Perhaps the hardest part of leaving was that for once I felt like my mom was truly proud of the work I was doing. She felt like I was finally pursuing those creative tendencies I expressed as a young person, rather than being the scientist (geologist, actually) that I went to college (and worked really hard) for. She understood what I was doing and could see my efforts in the printed page. It was like that scene in The Joy Luck Club when the mom parades through Chinatown with her daughter, “the chess champion,” on the cover of Time magazine. I would argue that my quilting is that personal expression of that creativity, and frankly, I wasn’t quilting; I was “quilting” vicariously by choosing themes, fonts, layouts, styling, product, designs, designers, and fabrics, all for other peoples’ quilts. In leaving I felt like I was partially letting her down, although I knew I had to leave, for my own sanity, health, happiness and that of my family.

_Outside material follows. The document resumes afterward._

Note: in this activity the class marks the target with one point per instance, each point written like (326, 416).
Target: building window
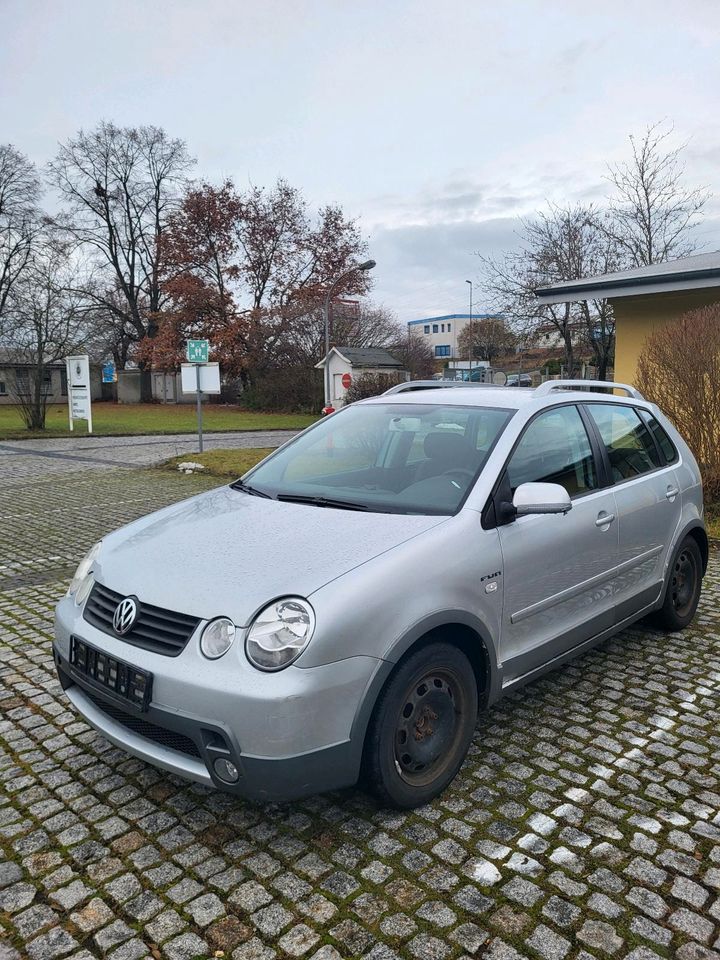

Sometimes I’ve felt like a quitter about leaving. But in my heart I know I’m not. I just did the best I could for as long as I could. Sometimes we have to seek a change. Early last summer I found the following quote on a tumblog which really helped:
“People don’t leave because things are hard. They leave because it’s no longer worth it.”
That a-ha moment for me came when I had an unsuccessful argument over the December 2010 cover. I wanted, and believed in, an alternate cover with a contemporary/modern quilt by Scott Hansen of Blue Nickel Quilts. There was a volatile discussion. I decided THAT DAY I had been thrown under the bus one too many times. One should not have to be reduced to tears after an argument (I held it together during the actual discussion), crying in the parking lot, trying to pull it back together so she can finish the rest of her work day. I went home that evening and gave the word–I could no longer do it, or rather, I no longer wanted to do it.
The company I worked for was very successful but not “cutting edge” by any stretch of the imagination. In many ways they were mediocre, albeit a very financially successful mediocre. I wanted (and I wanted the/my magazine) to be more than that (and I worked really hard at it). Unfortunately, they didn’t want to be better, and they didn’t want or need me to be “that good.”
It was months after leaving before I had any creative mojo to quilt. Now I am back to having too many ideas and not enough time. I’m back to keeping lists. More importantly, I’m back to quilting and this makes me REALLY HAPPY.
So at this time of the year, and again in late October, when the quilt industry and those who can break their way into it are all abuzz, I find myself a little envious that I am no longer a part of it as the “editor of a national quilting magazine” and all that entailed–the courtship game–me to them and vice versa (although I AM discovering exciting and different paths in this area). There is an excitement and energy that I miss there.
But then I come back to reality and realize that leaving was one of the best things I have ever done. Life goes on and there are quilts to be made.